To the best of our knowledge, there has been little research exploring the ensemble classifier for detecting depression based on speech. However, ensemble logistic regression has been used effectively in other research fields [3439]. In these previous studies, two methods were used to deal with the feature spaces. In one method, all feature spaces were used in each base classifier [3436]. In the other method, the feature spaces were randomly partitioned into several subspaces [3739]. It should be mentioned that the feature subspace dimensionality of the previous remained higher, and the variety of the feature subspaces of the last-mentioned could not be guaranteed and the classification outcome was unsteady.

3. Speech Database

In our research, all the subjects were native Chinese speakers between the ages of 18 and 55 and had at least an elementary school education [40]. First, every participant was required to fill in a preassessment booklet that contained general information and demographic information, including health history, age, gender, educational status, and employment. Second, every participant was chosen by psychiatrists based on the Diagnostic and Statistical Manual Of Mental Disorders (DSM-IV) [41] rules. Finally, all the subjects were interviewed by psychiatrists to complete the patient health questionnaire-9 (PHQ-9) [42]. These subjects were then divided into two groups depending upon the PHQ-9 scores: depressed patients (PHQ-9 ≥ 5) and healthy controls (PHQ-9 < 5). Depressed patients were diagnosed as having pure depression, and they did not experience any other mental illnesses. The controls had no previous or ongoing mental disorder and were matched to the depressed patients based on demographics.

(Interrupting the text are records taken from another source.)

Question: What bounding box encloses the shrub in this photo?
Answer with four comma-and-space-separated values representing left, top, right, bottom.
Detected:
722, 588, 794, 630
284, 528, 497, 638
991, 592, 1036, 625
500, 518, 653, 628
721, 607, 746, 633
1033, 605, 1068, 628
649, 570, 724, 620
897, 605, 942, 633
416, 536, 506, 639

Following the completion of the clinical evaluations, our recording experiment began and it consisted of three parts: an interview assignment, a reading assignment, and a picture detailing assignment. The interview assignment was made up of 18 questions, and the topics were taken from the Self-Rating Depression Scale (SDS), HAMD, and DSM-IV. The following are sample questions: How do you evaluate yourself? What is the most important present you have ever been given, and how did it make you feel? What do you enjoy doing when you are not able to fall asleep? Please detail any plans you may have for an upcoming vacation. Please tell us about a friend, including their age, type of employment, personality, and pastimes. What situations could make you become desperate? The reading assignment consisted of a short story named “The North Wind and the Sun” [43] and three sets of words with neutral (e.g., center, since), positive (e.g., outstanding, happy), and negative (e.g., depression, wail) emotions. The picture detailing assignment involved four dissimilar pictures. Three of them, which had neutral, positive, and negative faces, were obtained from the Chinese Facial Affective Picture System (CFAPS). The last picture titled “Crying Woman” was chosen from the Thematic Apperception Test (TAT) [9]. In this assignment, participants were requested to openly detail the four pictures.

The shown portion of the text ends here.